My iPhone is the first thing I see in the morning, after its alarm wakes me up. It’s often the last thing I see at night, when I check a few emails or play a game before I drift off to sleep.

I’m not sure when my iPhone became essential to my life, but I’m not alone. In fact, it’s possible to look at the last 10 years as the iPhone decade — when smartphones went mainstream, created billion-dollar corporations, rearranged existing industries and changed the world.

In fact, you might be reading this on an iPhone right now.

The iPhone was first released in 2007, but at the dawn of the decade it was still a relatively niche product, confined to one wireless carrier and targeted at the early technology adopter. Now it’s a much bigger deal — in the first calendar quarter of 2010, Apple sold 8.7 million iPhones. In the first quarter of 2018, Apple sold 47 million iPhones.

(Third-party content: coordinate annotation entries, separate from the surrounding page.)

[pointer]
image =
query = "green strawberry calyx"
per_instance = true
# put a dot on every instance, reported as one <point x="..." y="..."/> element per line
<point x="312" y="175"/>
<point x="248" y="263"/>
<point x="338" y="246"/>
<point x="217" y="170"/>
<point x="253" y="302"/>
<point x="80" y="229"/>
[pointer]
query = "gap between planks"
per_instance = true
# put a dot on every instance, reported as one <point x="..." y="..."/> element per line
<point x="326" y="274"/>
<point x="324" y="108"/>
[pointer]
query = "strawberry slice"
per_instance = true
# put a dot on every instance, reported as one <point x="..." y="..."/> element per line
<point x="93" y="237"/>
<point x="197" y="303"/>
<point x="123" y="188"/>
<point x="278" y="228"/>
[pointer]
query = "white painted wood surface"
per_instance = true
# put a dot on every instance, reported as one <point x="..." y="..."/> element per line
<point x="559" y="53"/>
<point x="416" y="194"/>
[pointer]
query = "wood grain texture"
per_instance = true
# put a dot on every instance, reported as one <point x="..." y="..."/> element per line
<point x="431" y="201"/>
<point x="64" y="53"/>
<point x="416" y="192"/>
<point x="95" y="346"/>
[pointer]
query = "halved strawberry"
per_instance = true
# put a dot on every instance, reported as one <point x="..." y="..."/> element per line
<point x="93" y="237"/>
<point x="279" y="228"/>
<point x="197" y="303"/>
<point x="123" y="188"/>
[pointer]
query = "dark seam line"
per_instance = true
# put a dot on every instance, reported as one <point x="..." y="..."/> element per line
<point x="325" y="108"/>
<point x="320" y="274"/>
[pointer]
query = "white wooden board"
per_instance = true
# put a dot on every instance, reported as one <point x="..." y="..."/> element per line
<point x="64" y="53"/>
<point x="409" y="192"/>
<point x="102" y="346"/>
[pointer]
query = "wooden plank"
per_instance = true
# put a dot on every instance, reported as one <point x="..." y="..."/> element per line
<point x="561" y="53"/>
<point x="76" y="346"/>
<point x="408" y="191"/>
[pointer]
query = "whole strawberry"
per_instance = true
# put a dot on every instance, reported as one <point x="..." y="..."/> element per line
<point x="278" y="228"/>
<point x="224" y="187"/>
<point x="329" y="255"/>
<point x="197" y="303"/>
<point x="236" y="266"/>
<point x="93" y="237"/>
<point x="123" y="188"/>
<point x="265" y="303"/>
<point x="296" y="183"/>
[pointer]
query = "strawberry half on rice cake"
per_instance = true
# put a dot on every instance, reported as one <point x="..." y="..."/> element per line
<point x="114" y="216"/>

Apple sold at least 1.4 billion iPhones during the decade, according to its official sales figures, and probably closer to 1.6 billion after this year’s estimates are added. Apple says over 900 million iPhones are in active use

 

Apple’s iPhone unit sales are dwarfed by Google’s Android operating system, which has shipped billions of devices as well. But as revealed in Apple’s knock-down legal battles with Samsung — perhaps the highest-profile tech litigation of the decade — Google and its Android partners took a fair amount of inspiration from Apple’s iPhone.

The iPhone has also propelled Apple. In the last 10 years, Apple has gone from a large computer company with a profitable side business in MP3 players to a $1 trillion megacorp with operations around the globe and 137,000 full-time employees.